No document available.
Abstract :
[en] Despite the explosion of diachronic corpora of English in the last few decades, still not a single corpus exists that covers the entire documented history of English. Although its compilation is generally perceived as most attractive (Rissanen 2000: 13), corpus compilers do not seem to believe in its creation in the near future. This is regrettable, as many linguists dealing with longitudinal developments such as grammaticalization need to cover very long time spans, and are forced to combine several, not necessarily compatible, corpora (e.g. Hilpert 2008, van Linden 2009). Clearly, their results are less reliable than they might be if a single corpus existed (for example, Gries and Hilpert’s data (2008) show a major shift in the collocational profile of shall about 1710; however, this is precisely where one corpus they use ends and a second – rather different one – begins).
So I tentatively started compiling a corpus myself, provisionally called LEON (Leuven English Old to New). The basic architecture of LEON comprises a 400,000 word corpus for each HC-period, and after 1710 for the periods 1710-1780, 1780-1850, 1850-1920, 1920-1990 and post-1990. Data available from 1250-1350, a less well represented period, serve as a template on which other subperiods are to be based to acquire best comparability of genre and region. To make up for the lack of some genres (letters, diaries) and social stratification, for each period after 1350 an additional, selfsufficient 600,000 words corpus is envisaged.

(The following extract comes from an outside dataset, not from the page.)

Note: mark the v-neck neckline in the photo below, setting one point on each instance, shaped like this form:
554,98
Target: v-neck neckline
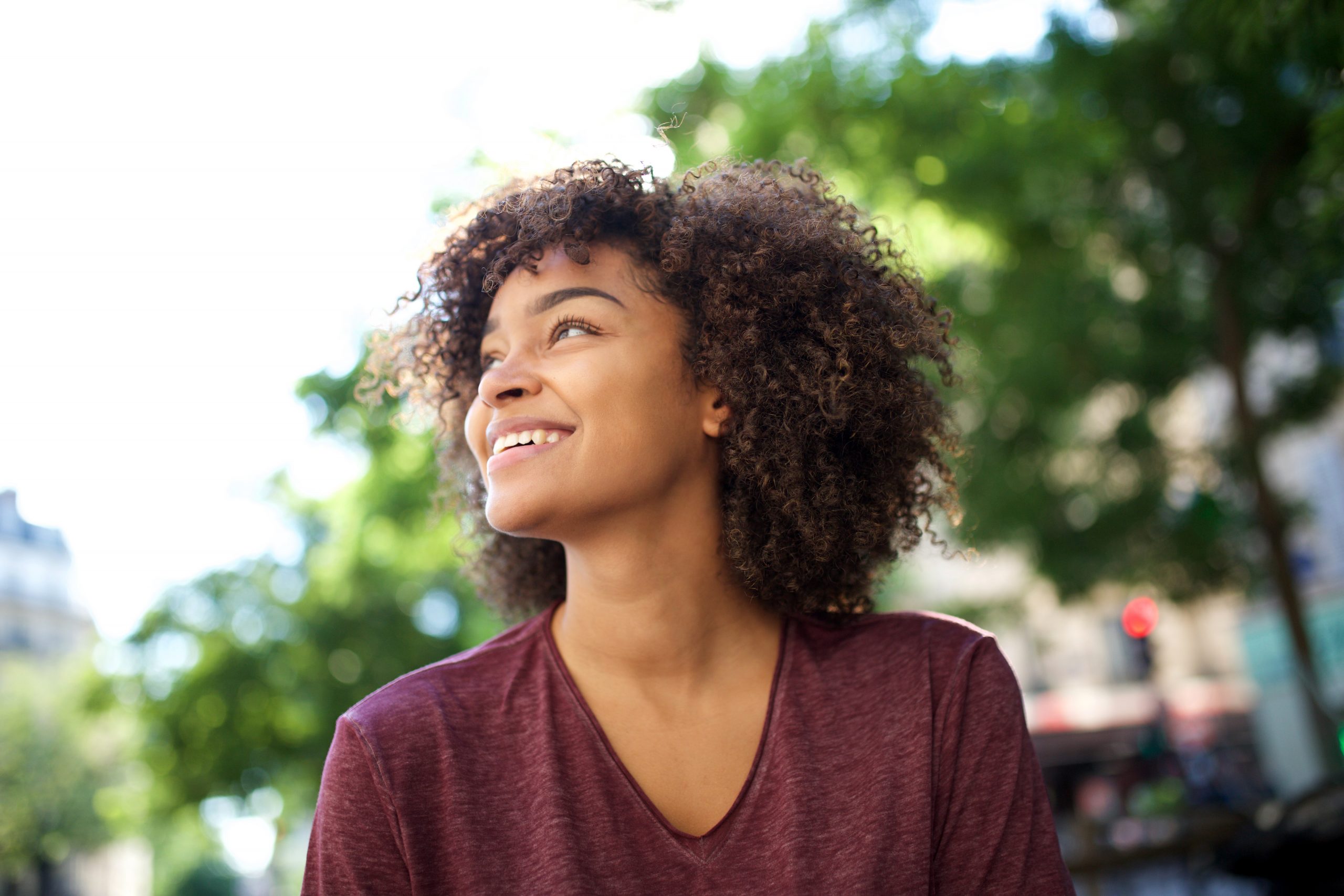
706,846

While LEON is primarily conceived as a ‘meta-corpus’, mining existing corpora, some additions are envisaged too (e.g. the unedited Statutes Rwl. B.520, dated a1325). LEON does not aim at full comparability (which would be presumptuous), but wants to optimize the usefulness of concepts like ‘equal size of subperiods’ or ‘diachronic text prototype’ (HC). LEON might be, as compared to the present ‘big evil’, a ‘lesser evil’.
References
Gries, Stefan Th. and Martin Hilpert. The identification of stages in diachronic data: variability-based neighbour clustering. Corpora Vol. 3 (1): 59–81.
Hilpert, Martin. 2008. Germanic future constructions A usage-based approach to language change. Amsterdam & Philadelphia: John Benjamins.
Los, Bettelou. 2005. The rise of the to-infinitive. Oxford: Oxford University Press.
Rissanen, Matti & Merja Kytö. 1993. General introduction. In Rissanen, Matti, Merja Kytö & Minna Palander-Collin, eds. 1993. Early English in the computer age: Explorations through the Helsinki Corpus. Berlin: Mouton de Gruyter. 1-17.
Rissanen, Matti. 2000. The world of English historical corpora: From Cædmon to computer age. Journal of English Linguistics 28: 7-20.
van Linden, An. 2009. Dynamic, deontic and evaluative adjectives and their clausal complement patterns: A synchronic-diachronic account. PhD dissertation, University of Leuven.